How pilots stay entertained

For most of us, long flights can be a bore. We can pass the time reading, enjoying snacks and beverages, watching movies or resting, all while the pilots work tirelessly to keep the aircraft in motion.

Here is a basic outline of what the pilots are required to do each and every flight while you make yourself comfortable for what’s ahead – and it requires much more than some flying skills.

Pilots are constantly managing the craft during weather changes and flight path diversions due to variations of atmospheric intensity, difficulty and type. This means they need to be able to adapt to any fluctuations that can occur – sometimes in a split second.

A pilot is also the primary legal authority responsible for personnel issues that may arise in-flight. And, ultimately, the pilot decides whether a passenger situation requires a flight diversion for safety reasons.

Much of a pilot’s work is extremely strategic, as they must deal with the complicated machines that planes truly are.

This means they must monitor dozens of gauges, from engine oil pressure to air conditioning ducts. Temperatures and pressures must be kept as exact as possible to ensure the comfort and security of everyone on board, as the pilot is ultimately liable for their safety.

One pilot monitors the systems while the other fills in the paperwork that is so detailed, an inspector should be able to recreate the exact flight path.

Downtime and rest
While pilots can eat in the cockpit, only one pilot eats at a time, while the other keeps everything else in check.

If everything is in order and running smoothly, there is time for a rest break.

Over a long-haul flight, there are reliever pilots who allow the main pilots to take the time to sleep and relax in the cabin space just above the cockpit.

Many passengers believe the pilots just kick back, read the paper and let the flight take its course.

However, the responsibility of taking this metal machine around the world is far greater than the average person would expect.

Would you like to be a pilot? How would you choose to spend your little amount of downtime?

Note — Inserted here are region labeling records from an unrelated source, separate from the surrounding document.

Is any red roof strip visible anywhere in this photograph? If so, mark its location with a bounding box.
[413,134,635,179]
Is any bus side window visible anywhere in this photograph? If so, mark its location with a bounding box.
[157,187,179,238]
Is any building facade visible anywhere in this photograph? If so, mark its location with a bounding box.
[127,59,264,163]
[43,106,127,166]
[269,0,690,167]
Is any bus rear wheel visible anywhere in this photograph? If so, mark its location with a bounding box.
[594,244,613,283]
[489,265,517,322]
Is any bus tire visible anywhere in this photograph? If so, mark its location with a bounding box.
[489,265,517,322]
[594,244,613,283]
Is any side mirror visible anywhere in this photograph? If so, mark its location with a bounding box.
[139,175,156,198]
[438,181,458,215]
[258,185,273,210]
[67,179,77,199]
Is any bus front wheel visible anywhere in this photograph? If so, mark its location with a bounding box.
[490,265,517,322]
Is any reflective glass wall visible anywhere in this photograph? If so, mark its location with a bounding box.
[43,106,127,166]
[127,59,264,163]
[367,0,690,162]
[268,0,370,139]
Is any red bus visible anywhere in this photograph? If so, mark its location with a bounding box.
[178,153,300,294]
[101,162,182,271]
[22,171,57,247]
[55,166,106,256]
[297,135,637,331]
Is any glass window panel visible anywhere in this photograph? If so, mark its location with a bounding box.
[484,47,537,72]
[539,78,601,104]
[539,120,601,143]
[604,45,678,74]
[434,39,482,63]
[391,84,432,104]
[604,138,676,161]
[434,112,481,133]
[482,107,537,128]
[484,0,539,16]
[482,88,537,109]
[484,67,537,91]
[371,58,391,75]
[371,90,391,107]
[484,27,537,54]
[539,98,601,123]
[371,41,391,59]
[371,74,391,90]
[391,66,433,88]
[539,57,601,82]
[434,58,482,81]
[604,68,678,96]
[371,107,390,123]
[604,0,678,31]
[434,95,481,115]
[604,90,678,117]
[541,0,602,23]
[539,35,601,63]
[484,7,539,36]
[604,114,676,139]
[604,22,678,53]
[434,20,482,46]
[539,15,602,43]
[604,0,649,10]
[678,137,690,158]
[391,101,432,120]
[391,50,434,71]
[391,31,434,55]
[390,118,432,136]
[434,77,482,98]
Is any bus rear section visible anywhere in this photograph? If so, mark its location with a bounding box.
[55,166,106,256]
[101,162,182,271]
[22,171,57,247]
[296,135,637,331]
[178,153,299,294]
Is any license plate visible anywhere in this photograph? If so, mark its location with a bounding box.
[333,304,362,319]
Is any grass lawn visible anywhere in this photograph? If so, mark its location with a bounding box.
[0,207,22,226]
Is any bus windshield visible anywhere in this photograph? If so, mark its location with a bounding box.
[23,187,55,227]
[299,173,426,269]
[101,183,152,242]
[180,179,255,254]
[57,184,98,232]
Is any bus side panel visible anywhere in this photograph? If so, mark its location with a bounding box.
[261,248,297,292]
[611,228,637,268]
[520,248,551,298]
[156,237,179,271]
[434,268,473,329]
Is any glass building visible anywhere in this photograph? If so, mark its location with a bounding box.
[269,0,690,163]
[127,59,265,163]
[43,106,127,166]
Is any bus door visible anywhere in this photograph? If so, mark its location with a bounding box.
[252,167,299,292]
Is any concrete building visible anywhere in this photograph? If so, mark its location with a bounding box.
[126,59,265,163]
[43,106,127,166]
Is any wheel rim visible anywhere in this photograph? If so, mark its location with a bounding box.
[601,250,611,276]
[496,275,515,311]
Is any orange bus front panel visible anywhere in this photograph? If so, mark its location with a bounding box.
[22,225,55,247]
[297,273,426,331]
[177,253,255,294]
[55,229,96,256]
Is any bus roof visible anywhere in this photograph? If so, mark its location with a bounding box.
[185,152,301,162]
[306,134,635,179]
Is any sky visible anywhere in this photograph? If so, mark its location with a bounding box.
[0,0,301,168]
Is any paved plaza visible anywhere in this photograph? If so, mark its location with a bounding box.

    To make a comment, please register or login
    6th Jan 2018
    A bit of BS here. Big passenger planes are flown by computers which are completely capable of landing the planes as well. These planes also have backup computers. The role of the pilots is more in a standby position. Having said that they would monitor weather conditions and gauges but its not as if they sit there doing this for a 14 hour longhaul flight.
    Polly Esther
    6th Jan 2018
    Yes Mick, I have to agree with your comment on this one, and I don't even mind doing so :-) because when you're right you're right.
    6th Jan 2018
    I thought so too MICK. I think the article belittles the actual level of expertise required of a pilot.
    It would be interesting know what they actually do on the long haul flights to stay alert. At least they have a bed so they are on holiday the moment they land and not zombified like all the passengers.
    pedro the swift
    6th Jan 2018
    Have you watched some of the aircraft crash investigations? Many airline pilots do not have enough training to actually fly the aircraft if something(auto pilot fails) goes wrong. Lots of instances where pilots do the wrong thing in emergencies just cos the don't have enough training and and rely too much on automation.
    6th Jan 2018
    Actually Pedro if you watch Aircraft Crash Investigations it is rarely pilot error and their expertise in emergencies is most commendable.
    Pilots have a very rigorous training program and they constantly have to update their skills and rehearse possible scenarios.
    I felt the article rather trivializes their requirements and level of expertise.

    6th Jan 2018
    For a true blue socialist Mick, you are amazing - an absolute expert on everything! Geez I wish I was as clever (and as much a know all), as you!
    Polly Esther
    6th Jan 2018
    Poor Mick, he cops a bit of a bashing at times, but I give him credit for his comments on this subject. No, he is like us all, not always right on many occasions, but this time he is on the ball :-)))
    6th Jan 2018
    Hear hear, MICK does seem to know so much about so many things, I want him be PM or at least treasurer.
    10th Jan 2018
    The article refers to the times when Flight Management Computer Systems were not invented. On 17 hour long-haul flights, that is what we did back in the 1970's. That being said, the pilots today really earn their money when their engines stop. Volcanic ash clouds, un-contained engine explosions and flocks of birds are still a problem! When the flight management system goes into meltdown on a landing approach what would YOU do? Professional pilots just disconnect the auto-pilot, auto-land and auto-braking system and manually land the plane. Others, less professional have their head in the office, trying to reboot the system.